Quantum Logic of Word Meanings : Concept Lattices in Vector Space Models

This paper systematically develops the logical and algebraic possibilities inherent in vector space models for language, considerably beyond those which are customarily used in semantic applications such as information retrieval and word sense disambiguation. The cornerstone of the approach lies in a simple implementation of the connectives of quantum logic as introduced by Birkhoff and von Neumann (1936), which defines the negation of a concept as the projection onto its orthogonal subspace, and the disjunction and conjunction of two concepts as the vector sum and intersection of their subspaces. This enables us to use the full lattice structure of a vector space, bringing these models much closer to traditional semantic lattice representations such as taxonomic concept hierarchies.

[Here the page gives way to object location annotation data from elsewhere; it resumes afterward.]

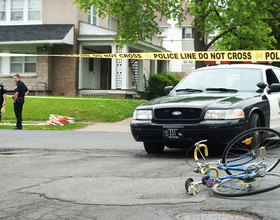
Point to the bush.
(157, 82)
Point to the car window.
(241, 79)
(277, 71)
(271, 77)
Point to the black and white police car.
(214, 103)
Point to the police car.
(214, 103)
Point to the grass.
(84, 110)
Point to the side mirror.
(274, 87)
(262, 85)
(167, 89)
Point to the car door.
(274, 100)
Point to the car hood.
(205, 99)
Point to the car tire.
(254, 121)
(153, 148)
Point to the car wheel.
(254, 121)
(153, 148)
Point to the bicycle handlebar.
(197, 148)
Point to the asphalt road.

We describe selected examples of this process with both negation and disjunction, and summarise experiments which show that the non-local nature of these connectives has clear advantages over their Boolean counterparts in removing the synonyms and neighbours of negated terms in information retrieval, as well as removing the negated terms themselves. Having thus validated the approach, we explore its implications for assigning semantics to some compositional phrases, showing cases where a quantum interpretation is preferable to a traditional Boolean formulation (and vice versa). Finally, we draw attention to the danger that quantum connectives may overgeneralise, and suggest another (also non-Boolean) alternative.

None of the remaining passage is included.